La pubblicità e le informazioni sull’esercizio della professione negli anni hanno subito radicali cambiamenti.
Da un silenzio totale derivante dall’inammissibilità di ogni forma di pubblicità, in una professione ancorata in tutto alla dignità ed al decoro quali parametri inamovibili ed immodificabili, dimentichi del loro naturale divenire si è passati a sempre più ampie aperture giunte da ultimo con l’art. 10 della legge professionale, riportato testualmente nel nuovo codice deontologico.
La disposizione di legge ha subito modifiche importanti nel doppio passaggio camerale, si è infatti passati da un primo testo che si riferiva al prestigio della professione ed al codice deontologico con le relative limitazioni con riferimento al decoro, per arrivare a quello attuale totalmente svincolato.
La norma individua in primis l’oggetto della pubblicità informativa nell’organizzazione e struttura dello studio e sulle eventuali specializzazioni, titoli scientifici e professionali posseduti.
Rispetto all’art. 4 del DPR 137/2012, al quale si pone in rapporto di specialità, la norma non fa riferimento ai compensi richiesti, tuttavia non sembra che da ciò possa desumersi un divieto.
Le informazioni ora possono essere diffuse con qualunque mezzo, anche informatico e devono rispettare il limite della trasparenza, verità e correttezza, non essere comparative con altri professionisti né equivoche ingannevoli, denigratorie o suggestive.
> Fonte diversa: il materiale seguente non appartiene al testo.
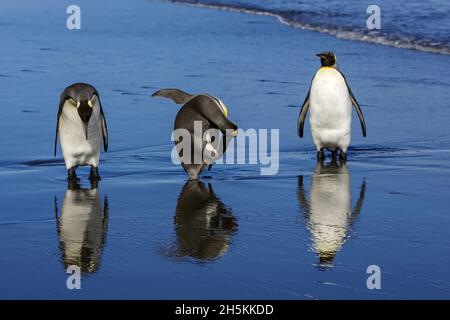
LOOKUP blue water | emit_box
[0,0,449,299]
[173,0,450,54]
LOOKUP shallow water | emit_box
[0,0,449,299]
[172,0,450,55]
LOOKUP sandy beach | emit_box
[0,0,449,299]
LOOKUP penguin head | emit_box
[317,52,337,67]
[62,83,99,138]
[317,251,337,270]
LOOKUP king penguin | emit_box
[298,160,366,268]
[152,88,238,180]
[55,181,109,273]
[167,181,238,261]
[297,52,367,161]
[54,83,108,182]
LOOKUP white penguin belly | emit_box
[59,188,104,269]
[309,68,352,151]
[203,130,223,165]
[309,168,352,255]
[59,101,102,169]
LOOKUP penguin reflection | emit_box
[168,181,237,262]
[298,160,366,268]
[55,181,108,273]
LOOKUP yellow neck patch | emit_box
[210,95,229,118]
[221,104,229,118]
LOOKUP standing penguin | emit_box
[298,160,366,268]
[152,88,238,180]
[55,83,108,182]
[55,181,109,273]
[297,52,367,161]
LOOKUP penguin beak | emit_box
[77,101,93,139]
[83,122,89,140]
[317,53,326,59]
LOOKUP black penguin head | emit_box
[316,251,337,270]
[317,52,337,67]
[77,100,93,126]
[61,83,98,138]
[169,181,238,261]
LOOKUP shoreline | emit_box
[165,0,450,56]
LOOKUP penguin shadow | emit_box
[160,181,238,263]
[54,180,109,274]
[297,160,366,270]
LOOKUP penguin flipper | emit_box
[97,95,109,152]
[338,71,367,137]
[297,175,309,214]
[101,110,108,152]
[348,87,367,137]
[54,97,66,157]
[297,90,310,138]
[194,95,238,134]
[350,179,366,223]
[151,88,194,105]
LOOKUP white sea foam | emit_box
[167,0,450,56]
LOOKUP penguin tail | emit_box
[151,88,194,105]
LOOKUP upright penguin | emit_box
[152,88,238,180]
[55,181,109,273]
[297,52,367,161]
[55,83,108,182]
[298,160,366,268]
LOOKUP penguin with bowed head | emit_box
[152,88,238,180]
[54,83,108,182]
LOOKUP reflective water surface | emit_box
[162,181,237,262]
[0,0,449,299]
[298,161,366,269]
[55,182,109,273]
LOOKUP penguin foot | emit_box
[67,179,80,191]
[317,157,325,166]
[89,166,102,182]
[316,149,325,161]
[67,168,79,182]
[331,149,338,159]
[90,179,99,190]
[340,151,347,163]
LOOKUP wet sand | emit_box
[0,0,449,299]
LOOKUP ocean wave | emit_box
[167,0,450,56]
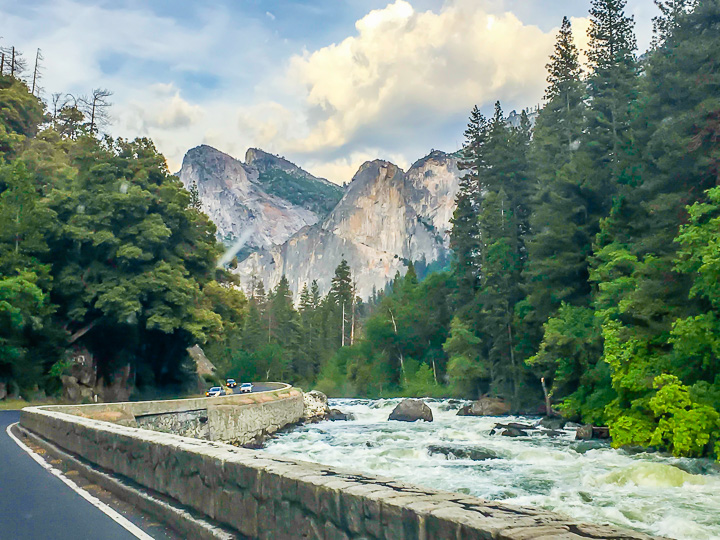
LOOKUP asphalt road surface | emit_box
[0,410,146,540]
[230,382,275,394]
[1,386,279,537]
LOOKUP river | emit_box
[261,398,720,540]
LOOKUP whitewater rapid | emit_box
[261,398,720,540]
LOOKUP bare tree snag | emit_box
[80,88,113,133]
[31,48,43,96]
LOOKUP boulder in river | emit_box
[388,399,433,422]
[593,426,611,439]
[328,408,355,421]
[427,444,498,461]
[539,429,564,438]
[456,396,511,416]
[501,427,528,437]
[490,422,533,436]
[537,416,566,430]
[302,390,330,423]
[576,424,593,440]
[575,424,611,440]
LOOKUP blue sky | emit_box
[1,0,657,182]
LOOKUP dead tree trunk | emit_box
[388,308,406,385]
[541,377,553,417]
[31,48,42,96]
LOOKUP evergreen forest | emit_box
[2,0,720,459]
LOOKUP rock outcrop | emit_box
[427,444,499,461]
[490,422,534,437]
[236,150,461,298]
[456,396,511,416]
[177,145,343,254]
[302,390,330,423]
[328,409,355,421]
[576,425,611,440]
[388,399,434,422]
[537,416,567,430]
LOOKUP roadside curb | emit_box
[14,423,243,540]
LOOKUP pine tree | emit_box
[585,0,639,187]
[269,275,296,344]
[523,17,589,343]
[450,108,487,305]
[330,259,353,347]
[189,181,202,211]
[458,102,533,405]
[650,0,697,48]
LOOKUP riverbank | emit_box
[262,398,720,540]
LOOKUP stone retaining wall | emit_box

La totale libertà dei mezzi, indirizzo totalmente opposto da quello seguito dal CNF prima della promulgazione della legge ed ancora poco “digerito” dallo stesso, ha colto impreparata l’avvocatura ancorata agli ormai superati limiti del prestigio e del decoro, limiti e concezioni costati sanzioni pesantissime dall’antitrust per quelle forme ibride di pubblicità ora possibili con le nuove forme di comunicazioni permesse dalle nuove tecnologie e dal web.